If you’re writing the long-running code yourself: implement the reporter first, before the logic. The reporter is not optional polish — it is how you know your code works.


This is the simplest implementation that satisfies the checklist. Copy it, adapt it, ship it.

The Interface

interface ProgressReporter {
  tick(done: number, total: number, label?: string): void;
  rate(): number;       // items per second
  eta(): number | null; // seconds remaining, or null if unknown
  finish(): void;
}

The Ticker Pattern (TypeScript/Node.js)

import { performance } from 'perf_hooks';

class ProgressReporter {
  private startMs: number;
  private lastTickMs: number;
  private lastDone: number;
  private intervalMs: number;
  private timer: NodeJS.Timeout | null = null;

  constructor(private tickIntervalMs = 5000) {
    this.startMs = performance.now();
    this.lastTickMs = this.startMs;
    this.lastDone = 0;
  }

  // Call this after every meaningful unit of work.
  // For bulk operations, call every N items rather than every item.
  tick(done: number, total: number, label = '') {
    const now = performance.now();
    const elapsed = (now - this.startMs) / 1000;
    const intervalElapsed = (now - this.lastTickMs) / 1000;

    if (intervalElapsed < this.tickIntervalMs / 1000) return; // throttle

    const rate = (done - this.lastDone) / intervalElapsed;
    const remaining = total > 0 ? (total - done) / (rate || 1) : null;
    const pct = total > 0 ? ((done / total) * 100).toFixed(1) : '?';
    const etaStr = remaining != null ? `ETA ${fmtSecs(remaining)}` : 'ETA unknown';

    process.stderr.write(
      `[${new Date().toISOString()}] ${pct}% | ${done}/${total} | ` +
      `${rate.toFixed(1)}/s | ${etaStr}${label ? ' | ' + label : ''}\n`
    );

    this.lastTickMs = now;
    this.lastDone = done;
  }

  // Use this for operations where you don't know total or can't call tick() reliably.
  // Emits a heartbeat so you can tell the process is alive.
  startHeartbeat(intervalMs = 5000, getMessage: () => string) {
    this.timer = setInterval(() => {
      process.stderr.write(`[${new Date().toISOString()}] alive: ${getMessage()}\n`);
    }, intervalMs);
  }

  stopHeartbeat() {
    if (this.timer) {
      clearInterval(this.timer);
      this.timer = null;
    }
  }

  finish() {
    this.stopHeartbeat();
    const elapsed = (performance.now() - this.startMs) / 1000;
    process.stderr.write(`[${new Date().toISOString()}] done in ${fmtSecs(elapsed)}\n`);
  }
}

function fmtSecs(s: number): string {
  if (s < 60) return `${s.toFixed(0)}s`;
  if (s < 3600) return `${Math.floor(s / 60)}m${Math.floor(s % 60)}s`;
  return `${Math.floor(s / 3600)}h${Math.floor((s % 3600) / 60)}m`;
}

Usage

const reporter = new ProgressReporter(5000); // report every 5 seconds at most

for (let i = 0; i < files.length; i++) {
  await processFile(files[i]);
  reporter.tick(i + 1, files.length, files[i]);
}

reporter.finish();

For operations where you truly cannot call tick() in a loop — e.g., waiting on a single long database query — use the heartbeat:

reporter.startHeartbeat(5000, () => `query running, ${db.stats()}`);
const result = await db.query(heavySQL);
reporter.stopHeartbeat();

stderr vs stdout

Always write progress to stderr, not stdout. Stdout is data. Stderr is status. This matters when:

The one exception: interactive TUI applications that own the terminal and render progress in-place using ANSI escape codes. That’s a deliberate choice, not a default.

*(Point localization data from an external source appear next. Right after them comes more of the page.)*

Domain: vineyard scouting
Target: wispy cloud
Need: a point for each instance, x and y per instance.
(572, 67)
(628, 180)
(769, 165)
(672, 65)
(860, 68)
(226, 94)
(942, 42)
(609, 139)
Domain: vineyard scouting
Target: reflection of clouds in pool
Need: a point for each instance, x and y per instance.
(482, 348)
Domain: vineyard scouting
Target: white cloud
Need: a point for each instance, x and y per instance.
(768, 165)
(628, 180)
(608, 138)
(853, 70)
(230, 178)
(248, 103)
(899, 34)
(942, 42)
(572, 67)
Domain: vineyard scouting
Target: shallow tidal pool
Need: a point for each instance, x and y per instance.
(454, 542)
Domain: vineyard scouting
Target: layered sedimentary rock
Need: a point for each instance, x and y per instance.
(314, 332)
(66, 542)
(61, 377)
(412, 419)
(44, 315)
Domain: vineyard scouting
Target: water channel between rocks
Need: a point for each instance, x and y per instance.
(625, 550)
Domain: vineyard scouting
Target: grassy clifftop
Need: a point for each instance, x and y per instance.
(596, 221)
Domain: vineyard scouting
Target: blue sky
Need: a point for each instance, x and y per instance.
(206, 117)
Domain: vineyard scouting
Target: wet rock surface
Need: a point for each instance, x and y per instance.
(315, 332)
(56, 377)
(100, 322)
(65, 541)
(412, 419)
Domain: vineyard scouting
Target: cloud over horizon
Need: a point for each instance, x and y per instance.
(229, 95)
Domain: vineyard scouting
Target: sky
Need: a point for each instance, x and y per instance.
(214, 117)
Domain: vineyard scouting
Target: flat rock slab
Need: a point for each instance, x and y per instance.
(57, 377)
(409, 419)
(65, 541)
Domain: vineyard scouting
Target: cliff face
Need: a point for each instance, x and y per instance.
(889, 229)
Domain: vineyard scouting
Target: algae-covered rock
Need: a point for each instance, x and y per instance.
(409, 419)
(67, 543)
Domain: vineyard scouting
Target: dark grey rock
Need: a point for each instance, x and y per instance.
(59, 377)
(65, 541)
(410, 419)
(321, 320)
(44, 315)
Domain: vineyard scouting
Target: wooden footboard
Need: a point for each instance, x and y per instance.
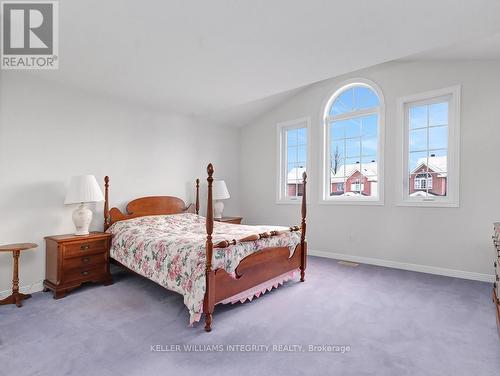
(255, 269)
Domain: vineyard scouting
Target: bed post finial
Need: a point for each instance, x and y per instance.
(197, 207)
(106, 203)
(208, 304)
(303, 226)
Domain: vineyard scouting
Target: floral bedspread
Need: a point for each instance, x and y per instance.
(170, 250)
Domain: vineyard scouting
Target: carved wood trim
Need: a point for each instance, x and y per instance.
(209, 303)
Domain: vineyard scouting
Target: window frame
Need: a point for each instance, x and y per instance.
(282, 175)
(325, 197)
(452, 95)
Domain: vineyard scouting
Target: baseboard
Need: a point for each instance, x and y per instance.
(26, 289)
(405, 266)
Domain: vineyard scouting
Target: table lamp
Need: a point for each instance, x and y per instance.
(82, 190)
(220, 193)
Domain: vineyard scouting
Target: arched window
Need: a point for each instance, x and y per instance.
(353, 167)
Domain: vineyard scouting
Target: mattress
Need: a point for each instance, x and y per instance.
(170, 250)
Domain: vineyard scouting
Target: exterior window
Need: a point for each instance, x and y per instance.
(352, 144)
(293, 155)
(431, 148)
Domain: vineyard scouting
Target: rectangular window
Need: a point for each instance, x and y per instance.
(431, 124)
(293, 139)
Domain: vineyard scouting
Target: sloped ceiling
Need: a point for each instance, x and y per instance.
(212, 57)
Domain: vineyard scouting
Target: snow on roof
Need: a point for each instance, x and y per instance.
(369, 170)
(295, 175)
(436, 164)
(421, 194)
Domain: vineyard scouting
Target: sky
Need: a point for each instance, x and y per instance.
(355, 140)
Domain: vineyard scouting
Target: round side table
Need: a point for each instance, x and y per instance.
(16, 297)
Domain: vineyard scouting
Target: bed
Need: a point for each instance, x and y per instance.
(208, 262)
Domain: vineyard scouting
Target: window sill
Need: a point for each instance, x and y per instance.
(289, 202)
(429, 204)
(377, 202)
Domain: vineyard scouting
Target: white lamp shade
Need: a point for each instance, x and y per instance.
(220, 191)
(83, 188)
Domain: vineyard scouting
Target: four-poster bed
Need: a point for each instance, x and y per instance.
(225, 264)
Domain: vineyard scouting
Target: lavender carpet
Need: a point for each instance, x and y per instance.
(390, 322)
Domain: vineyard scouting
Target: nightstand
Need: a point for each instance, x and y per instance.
(233, 220)
(71, 260)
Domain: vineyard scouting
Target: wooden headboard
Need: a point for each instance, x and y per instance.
(152, 205)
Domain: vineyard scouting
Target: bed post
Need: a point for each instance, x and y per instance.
(208, 303)
(106, 203)
(303, 226)
(197, 207)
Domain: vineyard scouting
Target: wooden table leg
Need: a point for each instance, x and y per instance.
(16, 297)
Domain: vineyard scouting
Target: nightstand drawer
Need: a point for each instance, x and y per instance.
(83, 248)
(86, 260)
(86, 273)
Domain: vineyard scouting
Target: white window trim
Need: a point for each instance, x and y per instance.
(325, 198)
(453, 160)
(304, 122)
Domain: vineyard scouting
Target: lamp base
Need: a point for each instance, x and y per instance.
(218, 209)
(82, 216)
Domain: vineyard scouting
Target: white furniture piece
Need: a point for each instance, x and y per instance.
(220, 193)
(82, 190)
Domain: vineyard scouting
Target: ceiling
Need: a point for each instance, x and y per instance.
(487, 48)
(223, 56)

Every serious long-running tool implements progress visibility. Study these before building your own.

rsync —progress

rsync -av --progress source/ dest/

Key elements: bytes transferred, percentage, rate in MB/s, time, transfer count, files remaining. Everything you need to know about the operation at a glance.

rsync -av --info=progress2 source/ dest/

--info=progress2 gives whole-operation progress instead of per-file. Use it when you have many small files and don’t need per-file detail.

git clone

git clone https://github.com/large/repo

Git reports phase transitions (enumerate → count → compress → receive → resolve), percentage within each phase, bytes transferred, and rate. It also writes progress to stderr, leaving stdout clean for scripting.

docker build

docker build -t myimage .

Docker numbers each step, reports cache hits, and shows transfer rates for layer pulls. The step numbers alone are enough to know where you are. This is the “phase reporting” pattern — useful when your operation has distinct phases rather than a uniform loop.

pv (Pipe Viewer)

pv is a Unix tool that fits into any pipeline and adds progress visibility to any byte stream:

tar czf - /data | pv -s $(du -sb /data | cut -f1) | aws s3 cp - s3://bucket/backup.tar.gz

pv reports bytes passed, elapsed time, rate, percentage (if you give it -s total_bytes), and ETA. It is a complete progress reporter for any stream-based operation. Reach for it before writing your own byte-counting code.

tqdm (Python)

from tqdm import tqdm

for item in tqdm(items, desc="processing", unit="file"):
    process(item)

tqdm wraps any iterable and adds a progress bar to stderr with elapsed time, rate, and ETA. It handles all the throttling and terminal width calculation. In Python, there is almost never a reason to write a manual progress reporter — just wrap your iterator.

The pattern these share

All of these tools follow the same structure:

  1. Track start time.
  2. Track items done and items total.
  3. Compute rate = (items done in last interval) / (interval seconds).
  4. Emit to stderr at a fixed interval, not on every item.
  5. Show: done, total or fraction, rate, ETA.

Copy this pattern. Do not invent a new one.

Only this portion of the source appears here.